Namun, ada yang ganjil di tengah operasi pemberantasan "terorisme" kali ini. Detikcom melansir berita ringan namun cukup menggelitik. "Densus 88 Minta Tali Dari Warga Untuk Ikat 2 Teroris." Ceritanya, setelah mencekik dan menembak mati salah seorang tersangka terorisme, beberapa orang anggota Densus juga melumpuhkan target mereka lainnya yang mencoba kabur. Target pun tersungkur setelah kepalanya dihantam batu besar dan gagang pistol (silakan bayangkan sendiri). Tibalah saatnya untuk membawa buruan ke markas.
Eit… selidik punya selidik, ternyata satuan antiteror itu "lupa" tidak membawa tali atau borgol untuk mengingat korban yang masih hidup. Lalu, terjadilah apa yang ditulis oleh Detikcom di atas. Yang cukup menggelitik adalah soal "kelupaan" Densus untuk membawa tali/borgol. Bagi seorang polisi, apalagi sedang bertugas meringkus buronan, borgol ibarat peluit bagi tukang parkir.
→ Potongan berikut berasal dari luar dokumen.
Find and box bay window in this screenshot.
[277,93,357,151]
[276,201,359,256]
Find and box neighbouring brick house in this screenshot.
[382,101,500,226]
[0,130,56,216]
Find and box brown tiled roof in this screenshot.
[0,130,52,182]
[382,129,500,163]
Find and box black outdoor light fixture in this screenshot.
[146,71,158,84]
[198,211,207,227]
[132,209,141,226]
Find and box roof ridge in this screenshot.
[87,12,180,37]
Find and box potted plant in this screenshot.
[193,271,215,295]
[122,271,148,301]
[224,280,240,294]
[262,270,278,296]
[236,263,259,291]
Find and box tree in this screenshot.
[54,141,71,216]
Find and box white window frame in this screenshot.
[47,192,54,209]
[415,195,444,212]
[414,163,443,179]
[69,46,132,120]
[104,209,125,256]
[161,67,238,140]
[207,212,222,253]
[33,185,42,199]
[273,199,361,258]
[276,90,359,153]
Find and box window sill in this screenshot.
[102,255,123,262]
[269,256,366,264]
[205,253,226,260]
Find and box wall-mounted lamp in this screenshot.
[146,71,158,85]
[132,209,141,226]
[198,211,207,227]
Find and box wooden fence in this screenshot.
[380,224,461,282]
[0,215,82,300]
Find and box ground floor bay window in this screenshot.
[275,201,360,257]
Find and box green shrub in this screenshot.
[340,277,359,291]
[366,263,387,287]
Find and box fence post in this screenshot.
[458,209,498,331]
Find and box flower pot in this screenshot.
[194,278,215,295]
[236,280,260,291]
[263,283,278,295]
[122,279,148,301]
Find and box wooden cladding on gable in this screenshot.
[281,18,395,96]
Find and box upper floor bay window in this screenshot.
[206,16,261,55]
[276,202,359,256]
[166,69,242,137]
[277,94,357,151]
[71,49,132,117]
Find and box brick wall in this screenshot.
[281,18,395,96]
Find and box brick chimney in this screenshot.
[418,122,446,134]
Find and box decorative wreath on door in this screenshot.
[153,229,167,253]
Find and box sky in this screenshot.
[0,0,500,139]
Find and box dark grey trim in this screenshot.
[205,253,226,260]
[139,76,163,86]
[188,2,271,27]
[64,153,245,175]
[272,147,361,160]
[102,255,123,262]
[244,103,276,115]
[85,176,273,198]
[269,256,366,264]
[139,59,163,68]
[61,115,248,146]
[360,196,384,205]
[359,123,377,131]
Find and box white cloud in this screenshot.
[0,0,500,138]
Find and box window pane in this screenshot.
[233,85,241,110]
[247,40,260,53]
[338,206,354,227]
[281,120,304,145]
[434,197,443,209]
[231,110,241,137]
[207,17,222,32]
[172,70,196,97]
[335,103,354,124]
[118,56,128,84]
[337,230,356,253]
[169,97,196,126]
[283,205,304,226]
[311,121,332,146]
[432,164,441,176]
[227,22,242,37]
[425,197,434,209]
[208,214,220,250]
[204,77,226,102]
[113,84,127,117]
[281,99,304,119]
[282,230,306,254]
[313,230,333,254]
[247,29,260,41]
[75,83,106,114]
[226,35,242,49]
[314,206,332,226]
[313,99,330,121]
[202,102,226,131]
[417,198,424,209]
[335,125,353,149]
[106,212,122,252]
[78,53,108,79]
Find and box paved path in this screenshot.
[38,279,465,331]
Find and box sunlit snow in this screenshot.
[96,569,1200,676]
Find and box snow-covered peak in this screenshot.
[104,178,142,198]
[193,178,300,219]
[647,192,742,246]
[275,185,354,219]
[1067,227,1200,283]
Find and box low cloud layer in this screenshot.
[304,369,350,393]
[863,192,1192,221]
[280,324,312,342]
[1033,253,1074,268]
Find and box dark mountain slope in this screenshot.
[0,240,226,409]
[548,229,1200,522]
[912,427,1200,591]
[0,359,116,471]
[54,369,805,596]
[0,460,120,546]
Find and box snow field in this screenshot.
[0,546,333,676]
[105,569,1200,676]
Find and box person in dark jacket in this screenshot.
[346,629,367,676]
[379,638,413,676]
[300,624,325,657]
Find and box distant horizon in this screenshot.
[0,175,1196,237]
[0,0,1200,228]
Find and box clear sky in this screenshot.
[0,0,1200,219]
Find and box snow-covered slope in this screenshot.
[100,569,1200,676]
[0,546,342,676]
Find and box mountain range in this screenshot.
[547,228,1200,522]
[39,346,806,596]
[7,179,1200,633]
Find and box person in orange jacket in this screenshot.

Tanpanya, tugas tidak akan sempurna diselesaikan. Bagaimana satuan elit ini bisa lupa membawa peralatan utamanya ini? Apakah dari awal sejak berangkat dari markas mereka memang hanya berniat membunuh, bukan meringkus hidup-hidup? Agaknya, wajar juga kalau banyak orang bertanya-tanya kenapa teroris selalu tertangkap dalam keadaan mati.
Meski Kapolri sudah menjelaskan, "Target melawan… dia orang berbahaya," tak cukup kita pahami sejauhmana bahayanya sehingga harus didor.